On our 500 acre pasture, we have 5 hunters, on a typical hunt we each see 15 deer, kinda depends on the year. So we're seeing easily 60 deer at a time, the mature ones we don't see. We get to shoot 2 bucks, one trophy, one cull, and 2 doe. We may kill 15 deer total a year, i don't know about other spots, but we're not killing too many on ours. Every other hill country lease i've been on was basically the same way, 100-150 acres per guy, still had plenty of deer left at the end of season. Unless you buy land or pay 5k or more to hunt, this is pretty much typical these days.


----------



## Folsetth (Jan 18, 2007)

CHARLIE said:


> Let me think, say 1 hunter per 200 acres there are 5 deer tags on a license so five deer off of 200 acres ? Maybe so sounds like a lot to me but maybe so.
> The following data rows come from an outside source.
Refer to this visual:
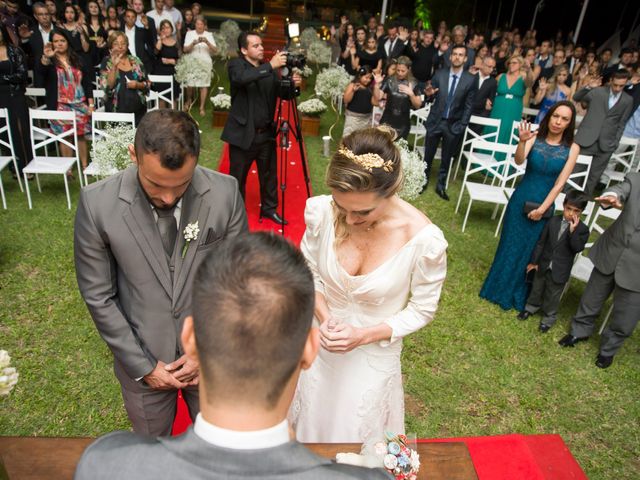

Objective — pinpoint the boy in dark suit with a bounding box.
[518,190,589,333]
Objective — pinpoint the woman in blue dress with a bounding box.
[480,101,580,311]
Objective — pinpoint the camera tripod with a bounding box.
[262,89,311,236]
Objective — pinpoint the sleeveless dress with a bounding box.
[485,74,527,145]
[480,139,569,311]
[289,195,447,444]
[535,88,567,125]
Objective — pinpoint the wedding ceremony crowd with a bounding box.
[0,0,640,479]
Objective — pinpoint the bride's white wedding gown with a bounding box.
[289,195,447,443]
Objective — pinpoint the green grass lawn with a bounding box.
[0,64,640,479]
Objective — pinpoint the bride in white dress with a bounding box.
[289,128,447,444]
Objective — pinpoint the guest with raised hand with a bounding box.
[289,128,447,443]
[183,15,217,115]
[36,29,94,171]
[342,66,378,137]
[480,101,580,311]
[0,25,33,178]
[100,32,149,125]
[374,56,422,139]
[533,65,571,124]
[153,20,182,108]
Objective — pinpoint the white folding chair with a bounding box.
[456,140,522,232]
[604,137,640,187]
[446,115,500,188]
[22,109,82,210]
[0,108,24,210]
[147,75,174,111]
[409,104,431,154]
[82,112,136,185]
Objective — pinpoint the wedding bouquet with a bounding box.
[210,93,231,111]
[176,54,210,85]
[396,138,427,200]
[298,98,327,117]
[91,125,135,177]
[0,350,19,396]
[306,38,331,66]
[315,67,351,99]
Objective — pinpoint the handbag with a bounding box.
[522,202,553,218]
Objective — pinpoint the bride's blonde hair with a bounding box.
[326,126,404,242]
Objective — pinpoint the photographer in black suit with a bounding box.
[220,32,301,223]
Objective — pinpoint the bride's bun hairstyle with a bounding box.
[326,126,403,198]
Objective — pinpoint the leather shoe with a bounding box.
[436,187,449,202]
[596,355,613,368]
[260,212,289,225]
[558,333,589,347]
[518,310,531,320]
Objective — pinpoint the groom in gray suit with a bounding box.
[74,109,247,436]
[75,232,392,480]
[573,70,633,197]
[559,173,640,368]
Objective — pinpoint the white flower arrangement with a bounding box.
[176,54,210,85]
[209,93,231,112]
[293,65,313,78]
[306,38,331,65]
[299,27,320,50]
[396,138,427,200]
[182,220,200,258]
[91,125,135,177]
[298,98,327,117]
[212,32,229,59]
[315,67,351,99]
[0,350,19,396]
[216,20,241,50]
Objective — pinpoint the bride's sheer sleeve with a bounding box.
[380,228,447,347]
[300,196,327,295]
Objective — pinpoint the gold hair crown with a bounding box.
[338,149,393,172]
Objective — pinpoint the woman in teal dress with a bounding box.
[480,101,580,311]
[485,55,532,144]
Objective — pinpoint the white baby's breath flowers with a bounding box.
[182,221,200,258]
[0,350,19,396]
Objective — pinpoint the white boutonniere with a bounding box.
[182,221,200,258]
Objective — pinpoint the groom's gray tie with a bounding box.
[156,207,178,258]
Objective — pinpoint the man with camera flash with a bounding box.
[220,32,301,223]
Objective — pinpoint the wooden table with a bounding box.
[0,437,478,480]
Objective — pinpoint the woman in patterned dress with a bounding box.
[38,29,93,168]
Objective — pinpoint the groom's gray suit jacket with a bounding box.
[74,167,247,390]
[589,173,640,292]
[75,428,393,480]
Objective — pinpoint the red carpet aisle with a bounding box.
[172,99,308,435]
[418,434,587,480]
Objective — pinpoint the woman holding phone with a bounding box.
[183,15,217,115]
[100,31,149,125]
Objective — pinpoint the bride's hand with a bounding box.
[320,320,364,353]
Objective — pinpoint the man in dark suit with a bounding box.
[573,70,633,196]
[559,172,640,368]
[220,32,301,223]
[518,190,589,333]
[423,45,476,200]
[74,109,247,436]
[471,57,498,124]
[122,8,155,75]
[75,232,393,480]
[18,2,53,88]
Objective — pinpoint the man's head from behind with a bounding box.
[182,232,318,412]
[129,108,200,208]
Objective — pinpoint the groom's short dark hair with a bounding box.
[192,232,315,407]
[134,108,200,170]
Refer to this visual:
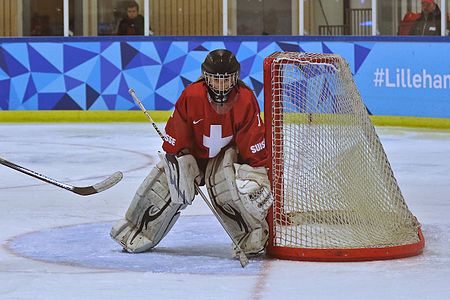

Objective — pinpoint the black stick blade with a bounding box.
[72,172,123,196]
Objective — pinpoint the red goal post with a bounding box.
[264,52,425,261]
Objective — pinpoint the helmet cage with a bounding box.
[203,70,239,103]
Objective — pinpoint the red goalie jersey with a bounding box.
[163,80,267,167]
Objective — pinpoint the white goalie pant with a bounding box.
[205,148,273,254]
[110,162,187,253]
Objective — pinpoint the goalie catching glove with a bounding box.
[159,153,202,204]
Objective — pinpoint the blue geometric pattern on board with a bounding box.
[0,37,371,110]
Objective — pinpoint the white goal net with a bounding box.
[264,53,423,260]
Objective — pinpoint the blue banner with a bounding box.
[0,36,450,118]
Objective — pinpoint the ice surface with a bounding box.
[0,123,450,300]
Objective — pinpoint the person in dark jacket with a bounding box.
[117,1,144,35]
[409,0,441,35]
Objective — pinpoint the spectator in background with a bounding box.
[409,0,441,35]
[30,14,52,36]
[117,1,144,35]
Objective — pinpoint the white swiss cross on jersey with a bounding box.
[203,125,233,158]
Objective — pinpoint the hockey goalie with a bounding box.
[111,49,273,255]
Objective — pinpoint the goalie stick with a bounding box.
[128,88,248,268]
[0,157,123,196]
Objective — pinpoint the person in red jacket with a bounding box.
[111,49,273,256]
[409,0,441,35]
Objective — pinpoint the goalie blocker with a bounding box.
[111,148,273,254]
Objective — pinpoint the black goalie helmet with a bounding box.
[202,49,241,104]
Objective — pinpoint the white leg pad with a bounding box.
[205,148,269,254]
[110,163,186,253]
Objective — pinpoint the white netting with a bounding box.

Your assuming every hunter is taking five deer. 
Never in my life(37yrs), on any lease I've ever hunted, did everyone fill all their tags. As a matter of fact most leases didn't allow it.
This year, on my 500 acre lease, 3 guns, we took a total of 1-cull, 1-doe, 1-trophy, and 1 young eight point(hunters mistake)

Sent from my iPhone using Tapatalk


----------



## CHARLIE (Jun 2, 2004)

Folsetth

I understand but you could take that many deer if everything worked out is all I am saying. but things are different in most places. Maybe your place has been thinned out of the deer. 

fy0834

not too bad. thats a total of 3 deer


----------



## SSST (Jun 9, 2011)

Folsetth said:


> Your assuming every hunter is taking five deer.
> Never in my life(37yrs), on any lease I've ever hunted, did everyone fill all their tags. As a matter of fact most leases didn't allow it.
> This year, on my 500 acre lease, 3 guns, we took a total of 1-cull, 1-doe, 1-trophy, and 1 young eight point(hunters mistake)
> 
> Sent from my iPhone using Tapatalk


This is like our place, my Dad and another older fellow ain't shooting a doe, lol. I think we ended up with 3 mature bucks, 2 culls, and 4 doe this year. That's the thing about a smaller place, you just gotta use your head.


----------



## Folsetth (Jan 18, 2007)

CHARLIE said:


> Folsetth
> 
> I understand but you could take that many deer if everything worked out is all I am saying. but things are different in most places. Maybe your place has been thinned out of the deer.
> 
> ...


Our place isn't thinned out, however our buck to doe ratio is definitely off. We have more bucks than does. 
We should've taken more bucks, but we try to allow them to get some age. There were a few more that should've been culled as well that made it through the season. The mature bucks are very elusive. Showing up on camera mostly at night. 
Also one of the hunters is strictly a bow hunter.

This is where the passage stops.